The big problem is that when science goes head to head with the "politics" of the day then there are problems. Galileo encountered this, as did even Darwin (he elected to withhold publication to avoid many problems). The end result in the short-term is the scientist is ostracized ... the long-term vindicated.

Now maybe you're asking scientists to do the same today. Don't publish papers or offer recommendations if it will ruffle feathers. I'm sure many scientists do this, but frankly I don't think this is a satisfactory answer.


The root of this discussion is about whether science is necessary or suitable for public policy, and we should probably accept that policy is not scientific, and nor should it be. The alleged scientific findings used as a basis for policy justifications today is mostly compromised and irreproducable junk designed to befog, mesmerize, and browbeat average people into submission, while an elite for whom words have no fixed meanings struggle among themselves for control of bureaucracies.

When policymakers say they defer to "the science" it is forfeiting their responsibility to act with wisdom and good judgment.

Democracy predates science by some three millennia, and to say that we can or should create a scientific democracy is nonsense. Democracy is an ideal and a quality, it is not a system that can be engineered from data with scientific findings or processes.

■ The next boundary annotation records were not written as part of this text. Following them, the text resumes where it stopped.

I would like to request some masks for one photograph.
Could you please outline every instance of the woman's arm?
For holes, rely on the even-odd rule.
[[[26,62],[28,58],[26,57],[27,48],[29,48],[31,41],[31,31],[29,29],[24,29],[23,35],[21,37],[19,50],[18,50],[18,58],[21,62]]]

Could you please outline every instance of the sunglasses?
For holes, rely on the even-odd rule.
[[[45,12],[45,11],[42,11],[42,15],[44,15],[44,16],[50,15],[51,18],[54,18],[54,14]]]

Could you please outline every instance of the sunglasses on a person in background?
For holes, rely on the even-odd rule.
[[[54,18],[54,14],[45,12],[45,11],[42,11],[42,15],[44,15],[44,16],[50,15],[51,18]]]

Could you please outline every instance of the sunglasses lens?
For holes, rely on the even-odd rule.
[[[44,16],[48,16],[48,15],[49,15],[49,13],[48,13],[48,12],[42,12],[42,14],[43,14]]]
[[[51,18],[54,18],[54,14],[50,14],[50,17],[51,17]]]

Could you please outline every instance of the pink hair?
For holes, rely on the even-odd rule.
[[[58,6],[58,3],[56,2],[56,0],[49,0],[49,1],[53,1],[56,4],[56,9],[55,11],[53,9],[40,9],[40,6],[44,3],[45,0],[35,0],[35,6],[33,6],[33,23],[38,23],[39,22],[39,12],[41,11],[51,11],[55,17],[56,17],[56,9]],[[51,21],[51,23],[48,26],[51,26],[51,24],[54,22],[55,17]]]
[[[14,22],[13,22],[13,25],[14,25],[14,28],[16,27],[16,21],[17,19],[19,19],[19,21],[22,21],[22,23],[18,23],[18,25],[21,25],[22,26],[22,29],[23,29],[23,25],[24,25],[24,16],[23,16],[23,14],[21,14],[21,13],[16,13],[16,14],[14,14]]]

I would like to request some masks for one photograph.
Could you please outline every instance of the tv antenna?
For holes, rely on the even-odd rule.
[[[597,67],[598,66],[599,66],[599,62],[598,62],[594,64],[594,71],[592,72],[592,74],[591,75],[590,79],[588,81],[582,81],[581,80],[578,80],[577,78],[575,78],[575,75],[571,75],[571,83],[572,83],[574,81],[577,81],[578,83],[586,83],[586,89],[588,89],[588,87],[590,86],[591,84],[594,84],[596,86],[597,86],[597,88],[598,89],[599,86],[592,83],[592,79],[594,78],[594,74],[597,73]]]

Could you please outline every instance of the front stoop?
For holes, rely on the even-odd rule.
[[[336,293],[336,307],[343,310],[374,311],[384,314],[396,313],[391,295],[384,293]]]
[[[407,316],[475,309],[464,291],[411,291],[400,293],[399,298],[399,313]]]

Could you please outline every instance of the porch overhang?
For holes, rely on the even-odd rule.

Further, if you engineer a society with policies based on data and laws that only a few initiates understand, that is the specific antithesis to democracy. In the west, we use democratic processes to produce our elite classes, but unfortunately we do not produce wise ones, and they're happy to dodge accountability by blaming scientists or the weather.

Science doesn't create trust in authority either, it produces verification, reproducibility, and models for new tools. Science and data are neither sufficient, nor necessary conditions for wise policy that supports life and creates growth, even when it has made some great contributions to our well being. To say that science shows a given policy is good because it has a scientific justification is circular reasoning.

When you say you believe in science, either you practice it, or you trust its institutional practitioners, which basically means you trust the systems of academic administrators to make policy. Again, not democratic at all. We actually don't need a public understanding of how science works, we just need to hold policymakers to a standard of accountability where they can't slither behind binders of gibberish when called to account for their decisions.